Andrés Cózar adds: “There is still room for improvement. The sensor used in our proof was not designed to detect plastic. Detection capability would be enormously improved if we put observation technology into orbit tailored for ocean plastics.”
The ability to monitor marine litter pollution in this way also holds broader promise. The deployment of a sensor specifically dedicated to detect and identify floating objects one metre in size could also be useful for tasks such as oil spill monitoring, loss of cargo or even search and rescue at sea.
Paolo Corradi, overseeing the project for ESA Discovery, comments: “The importance of these results and the applicability of this methodology can indeed be extended in a wider sense to the monitoring and characterisation of generic floating matter accumulations. This could be the more general target of a dedicated small satellite mission, which would collect the interest of a large scientific community, while addressing the need for large scale monitoring of marine litter pollution.”

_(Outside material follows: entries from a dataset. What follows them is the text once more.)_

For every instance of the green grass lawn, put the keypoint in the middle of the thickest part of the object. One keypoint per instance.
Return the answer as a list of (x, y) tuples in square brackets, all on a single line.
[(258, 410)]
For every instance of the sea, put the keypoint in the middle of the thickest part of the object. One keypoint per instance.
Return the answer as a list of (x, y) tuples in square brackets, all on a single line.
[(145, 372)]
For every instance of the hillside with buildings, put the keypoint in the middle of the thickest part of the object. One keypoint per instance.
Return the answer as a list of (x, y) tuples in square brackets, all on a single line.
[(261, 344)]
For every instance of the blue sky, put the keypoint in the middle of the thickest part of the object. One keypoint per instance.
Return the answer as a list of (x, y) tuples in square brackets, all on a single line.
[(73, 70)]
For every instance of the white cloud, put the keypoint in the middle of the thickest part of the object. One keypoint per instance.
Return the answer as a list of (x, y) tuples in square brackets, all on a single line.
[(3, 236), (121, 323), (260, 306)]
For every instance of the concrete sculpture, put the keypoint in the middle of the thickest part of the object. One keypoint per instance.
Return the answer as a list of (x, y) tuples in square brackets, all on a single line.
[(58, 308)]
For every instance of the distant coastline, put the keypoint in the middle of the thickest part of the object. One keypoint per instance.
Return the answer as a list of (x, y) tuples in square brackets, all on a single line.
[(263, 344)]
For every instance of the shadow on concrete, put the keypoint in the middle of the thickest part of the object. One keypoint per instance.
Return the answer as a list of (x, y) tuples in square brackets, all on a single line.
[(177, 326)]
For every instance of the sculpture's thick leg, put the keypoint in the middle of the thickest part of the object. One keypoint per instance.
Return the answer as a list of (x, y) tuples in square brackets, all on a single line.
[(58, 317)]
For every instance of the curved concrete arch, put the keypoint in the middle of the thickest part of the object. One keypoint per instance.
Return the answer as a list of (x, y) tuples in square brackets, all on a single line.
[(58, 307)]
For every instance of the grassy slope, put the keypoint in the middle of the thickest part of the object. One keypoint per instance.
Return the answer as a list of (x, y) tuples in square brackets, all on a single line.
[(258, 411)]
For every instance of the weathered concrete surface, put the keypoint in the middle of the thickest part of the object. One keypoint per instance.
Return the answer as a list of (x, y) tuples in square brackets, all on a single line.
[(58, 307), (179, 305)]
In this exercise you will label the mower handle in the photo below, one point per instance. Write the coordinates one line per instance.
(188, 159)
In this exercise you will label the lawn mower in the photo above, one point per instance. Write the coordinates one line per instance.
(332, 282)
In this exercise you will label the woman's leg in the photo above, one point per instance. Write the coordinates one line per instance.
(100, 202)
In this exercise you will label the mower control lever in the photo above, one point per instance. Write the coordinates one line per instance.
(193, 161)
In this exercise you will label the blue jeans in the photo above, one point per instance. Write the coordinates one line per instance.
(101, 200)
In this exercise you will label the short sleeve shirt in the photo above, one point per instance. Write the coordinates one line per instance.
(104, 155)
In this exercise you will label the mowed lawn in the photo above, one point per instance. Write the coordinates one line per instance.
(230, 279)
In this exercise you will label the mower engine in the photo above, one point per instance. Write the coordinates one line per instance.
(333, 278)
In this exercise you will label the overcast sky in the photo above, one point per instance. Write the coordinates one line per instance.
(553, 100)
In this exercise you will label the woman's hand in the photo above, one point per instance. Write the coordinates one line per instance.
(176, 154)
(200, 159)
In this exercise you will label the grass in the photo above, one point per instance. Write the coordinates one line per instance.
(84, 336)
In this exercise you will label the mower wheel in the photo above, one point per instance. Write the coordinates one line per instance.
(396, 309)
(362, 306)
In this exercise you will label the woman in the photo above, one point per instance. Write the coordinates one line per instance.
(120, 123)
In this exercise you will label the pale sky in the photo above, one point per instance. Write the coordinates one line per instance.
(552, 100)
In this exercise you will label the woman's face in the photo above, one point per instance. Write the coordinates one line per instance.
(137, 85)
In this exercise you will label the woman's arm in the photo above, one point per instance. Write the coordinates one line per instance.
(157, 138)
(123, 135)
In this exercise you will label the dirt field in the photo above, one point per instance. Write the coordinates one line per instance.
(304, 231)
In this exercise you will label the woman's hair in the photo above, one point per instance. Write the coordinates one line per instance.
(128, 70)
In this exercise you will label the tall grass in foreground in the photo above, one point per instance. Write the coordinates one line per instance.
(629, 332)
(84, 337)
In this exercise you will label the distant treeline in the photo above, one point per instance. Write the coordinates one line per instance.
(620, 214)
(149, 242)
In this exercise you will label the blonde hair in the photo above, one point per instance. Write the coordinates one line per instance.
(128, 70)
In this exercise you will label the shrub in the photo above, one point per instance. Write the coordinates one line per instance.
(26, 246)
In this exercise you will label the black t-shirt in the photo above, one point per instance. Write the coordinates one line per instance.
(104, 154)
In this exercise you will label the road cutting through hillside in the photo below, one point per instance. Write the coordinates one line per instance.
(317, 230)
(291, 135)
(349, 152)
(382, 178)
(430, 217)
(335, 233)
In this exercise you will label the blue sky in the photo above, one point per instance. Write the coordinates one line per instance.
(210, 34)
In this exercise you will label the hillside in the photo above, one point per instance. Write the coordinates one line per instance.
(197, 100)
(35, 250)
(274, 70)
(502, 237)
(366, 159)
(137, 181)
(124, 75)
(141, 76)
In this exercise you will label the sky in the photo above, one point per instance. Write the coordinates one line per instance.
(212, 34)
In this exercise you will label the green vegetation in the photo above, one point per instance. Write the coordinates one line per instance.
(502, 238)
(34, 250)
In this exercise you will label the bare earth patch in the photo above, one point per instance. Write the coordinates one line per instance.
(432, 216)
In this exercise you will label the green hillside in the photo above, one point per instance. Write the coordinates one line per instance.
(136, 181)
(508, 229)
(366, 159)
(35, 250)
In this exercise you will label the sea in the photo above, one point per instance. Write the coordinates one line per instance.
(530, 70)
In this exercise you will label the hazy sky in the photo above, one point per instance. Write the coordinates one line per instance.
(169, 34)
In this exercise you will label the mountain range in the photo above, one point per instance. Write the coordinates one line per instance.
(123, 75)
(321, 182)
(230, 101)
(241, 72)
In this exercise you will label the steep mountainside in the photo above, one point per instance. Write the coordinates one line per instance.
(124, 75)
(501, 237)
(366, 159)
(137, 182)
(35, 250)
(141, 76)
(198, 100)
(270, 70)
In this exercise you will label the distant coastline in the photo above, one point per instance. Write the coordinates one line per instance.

“ESA Discovery is our funding programme to ensure our Agency is ready for tomorrow, looking into future ways we might make use of space,” comments Dietmar Pilz, ESA Director of Technology, Engineering and Quality. “The potential detection of marine plastic litter has been a topic of interest for a number of years within ESA Discovery. I am pleased to see this work has resulted in such a landmark scientific paper, exploiting the incredible value of the data from Europe’s Copernicus satellites.”